We All Lose Unless We All Grow

By Jessica Droste Yagan

Chicago is one of the most segregated cities in America. As a result, it has some of the most devastating inequalities in access to education, healthcare, and transportation. Segregation and its resulting inequalities are not only a moral threat, they are an existential one. Or, as I stated in a related op-ed in 2016, “the status quo costs us all.” In 2017, the Cost of Segregation report from the Metropolitan Planning Council found that “if metro Chicago were less segregated, it could see $4.4 billion in additional income each year, a 30 percent lower homicide rate and 83,000 more bachelor’s degrees.” 

In 2020, this threat became more visceral for all of us: previously safe neighborhoods erupted with violence and the additional costs required to address COVID-19, hunger, and violence in long-underserved communities decimated our city budget. As Dr. Helene Gayle, CEO of the Chicago Community Trust, said at our recent Chicago Impact Investing Showcase, “We know that we can’t hold back two-thirds of our population, the Black and Latinx communities, and expect that the rest of the population will move forward economically.”
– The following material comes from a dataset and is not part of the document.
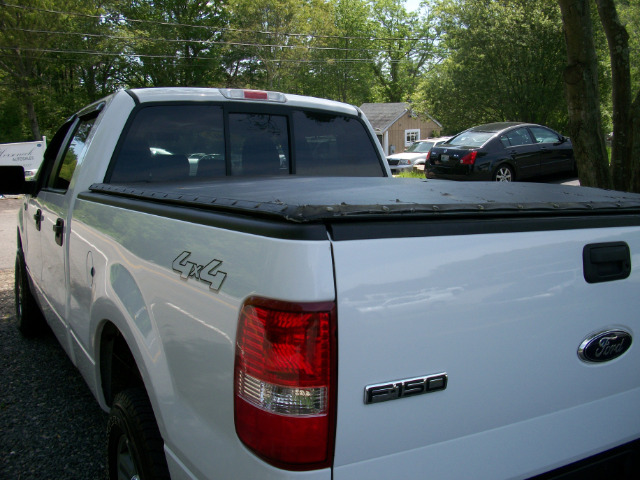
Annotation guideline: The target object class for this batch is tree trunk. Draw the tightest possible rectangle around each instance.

Many generous donors are following their moral compasses to “give back” to Black and Latinx communities that have suffered the most, and many elected officials are working hard to serve those same communities, but those efforts are not enough.  In 2019, Americans donated $450B to charity, and the federal government spent about $3.3 trillion on Social Security, Medicare, and other programs to support citizens. These amounts pale in comparison to for-profit resources: at the end of 2019, the U.S. stock market alone was worth $37 trillion. To truly move the needle on Chicago’s inequalities (and the other social and environmental outcomes we care about), we need more intentional capitalism. 

Capitalism assumes that money automatically flows to its highest and best uses, but there are countless inefficiencies. Specifically as it relates to racial inequality, the data speaks for itself. There is a natural distribution of talent across all skin colors yet, for example, Black professionals hold only 3% of senior leadership roles at large companies, and in Chicago, majority White neighborhoods receive $5 of investment for every $1 of investment in majority Black neighborhoods. This disinvestment also has trickle-down effects on which neighborhoods get jobs, who fills those jobs, who gets wealthy, and then who gets to decide what to invest in. This vicious circle keeps Chicago from reaching its potential. 

We all want economic prosperity, safety, and pride in our community. Yet most capitalists still make business and investment decisions for financial return only, ignoring social and environmental impacts and assuming that governments and nonprofits will keep us from doing harmful things or pick up the pieces when we do. But it’s not working. Our communities are suffering and we’re all wasting time and money: it’s almost always harder and more costly to “fix” these problems after they have occurred than to address them at the beginning.

You can take action to break this vicious circle by making business and investment decisions with all of your financial, philanthropic, and civic goals in mind at the beginning. Seek out the win-wins, including looking beyond racial, gender, and geographic assumptions about where good talent and investments lie. Take into account the negative impacts of your decisions that you will pay to try to fix later, through your taxes paid to governments and donations to nonprofits. I shared specific ideas on how to get started via Crain’s “Concrete ways to help bridge the wealth gap.”

It’s not surprising that the world around us does not reflect our values when the vast majority of our resources are deployed in a way that ignores those values. Better capitalism is the way to a better future.